Eric Jorgenson: Yeah, it was so early in the experiments. And only one method has to work for some subset of people to still have a very meaningful impact. But it's a very multifactor- the number of things that have to line up to do it effectively for a big group over time is... but the stakes are huge. 

Jim O’Shaughnessy: They are massive. But the one fun thing that I learned when I did the steel manning of their arguments that I hadn't really thought about before, I had a little but not to this level, is who do you think might be the biggest opponent to UBI in terms of just giving them a credit card and and putting money into that credit card every month? 

Eric Jorgenson: The credit card companies? 

Jim O’Shaughnessy: No. The people who run all of the intermediated welfare systems. They don't like these people getting direct access to money because then they can't tell them what they can and cannot do. I'd never grokked it that way before. I'm like, well, of course, that makes perfect sense. It takes their power away. 

Eric Jorgenson: Yeah, they get to scrape as a pass-through channel. But of course, it's not a perhaps necessary pass-through channel. It's sort of the same as the nonprofits in San Francisco that are like paid by the number of homeless people that their budgets are associated with, the number of homeless people that they can keep homeless, essentially. And so the incentives get a little awry. And you're like, from the outside, that's just hilariously- it seems like a punchline. It could be a Shakespearean play, and I think it's a comedy. 

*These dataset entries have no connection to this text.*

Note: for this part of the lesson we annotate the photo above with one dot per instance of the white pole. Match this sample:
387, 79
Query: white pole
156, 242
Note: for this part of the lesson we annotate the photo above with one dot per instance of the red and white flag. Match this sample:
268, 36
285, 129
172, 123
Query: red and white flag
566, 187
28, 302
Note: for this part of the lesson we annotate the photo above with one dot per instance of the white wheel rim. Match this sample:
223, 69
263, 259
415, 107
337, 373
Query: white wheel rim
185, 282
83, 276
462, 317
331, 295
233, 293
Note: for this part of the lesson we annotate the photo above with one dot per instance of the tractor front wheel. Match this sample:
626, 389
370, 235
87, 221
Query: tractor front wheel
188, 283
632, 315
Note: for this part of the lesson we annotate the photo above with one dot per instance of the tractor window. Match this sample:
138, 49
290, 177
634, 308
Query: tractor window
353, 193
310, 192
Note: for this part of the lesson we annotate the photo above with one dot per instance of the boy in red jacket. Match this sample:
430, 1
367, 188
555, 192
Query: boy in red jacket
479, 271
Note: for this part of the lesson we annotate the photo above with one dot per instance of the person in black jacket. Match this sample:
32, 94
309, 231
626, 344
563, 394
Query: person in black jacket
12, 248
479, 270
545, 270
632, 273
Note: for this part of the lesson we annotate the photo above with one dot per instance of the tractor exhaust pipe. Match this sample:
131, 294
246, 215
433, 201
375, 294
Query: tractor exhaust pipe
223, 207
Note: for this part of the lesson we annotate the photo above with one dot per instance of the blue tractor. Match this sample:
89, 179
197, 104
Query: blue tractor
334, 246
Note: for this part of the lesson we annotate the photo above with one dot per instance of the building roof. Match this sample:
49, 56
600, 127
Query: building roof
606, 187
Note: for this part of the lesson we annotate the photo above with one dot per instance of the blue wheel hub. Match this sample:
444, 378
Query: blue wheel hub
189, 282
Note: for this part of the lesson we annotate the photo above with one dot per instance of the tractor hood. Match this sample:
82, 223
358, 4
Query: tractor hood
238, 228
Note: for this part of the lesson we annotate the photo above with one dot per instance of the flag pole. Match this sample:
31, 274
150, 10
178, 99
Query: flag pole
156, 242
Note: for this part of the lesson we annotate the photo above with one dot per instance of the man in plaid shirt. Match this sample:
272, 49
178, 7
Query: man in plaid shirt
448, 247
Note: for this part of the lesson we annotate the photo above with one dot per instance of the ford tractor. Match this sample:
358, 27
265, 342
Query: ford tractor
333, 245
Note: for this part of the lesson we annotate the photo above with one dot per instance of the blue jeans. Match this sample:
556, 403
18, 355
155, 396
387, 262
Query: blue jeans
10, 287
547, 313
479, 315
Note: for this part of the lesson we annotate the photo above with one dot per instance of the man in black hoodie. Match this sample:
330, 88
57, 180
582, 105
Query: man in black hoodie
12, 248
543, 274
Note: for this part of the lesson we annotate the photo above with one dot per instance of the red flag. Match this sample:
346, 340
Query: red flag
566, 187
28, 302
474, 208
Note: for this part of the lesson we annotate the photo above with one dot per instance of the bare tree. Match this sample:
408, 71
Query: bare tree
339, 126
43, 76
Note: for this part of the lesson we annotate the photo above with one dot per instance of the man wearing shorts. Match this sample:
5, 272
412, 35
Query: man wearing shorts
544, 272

Jim O’Shaughnessy: But also back to UBI, like I also am going into this fully understanding that most of the attempts at it are going to fail. And okay, that's fine. I think that what we are facing is an enormous societal issue. And that we've got to try every conceivable way to make that landing smoother for the people who, again, through no fault of their own are not going to fit into that system. 

Eric Jorgenson: Yeah. Very interesting. Well, I'm looking forward to a long fireside chat with you about this and many other things. I couldn't encourage people more to pick up your book and to look into OSV and Infinite Books and everything that you're doing over there because I think it's so fascinating. We're charging at the same tower with different weapons, and it's a very fun thing to have you as an ally in this mission and share this future, the vision of the industry and support you guys and everything you're doing. 

Jim O’Shaughnessy: Right back at you, Eric. I’m delighted to have you riding alongside us.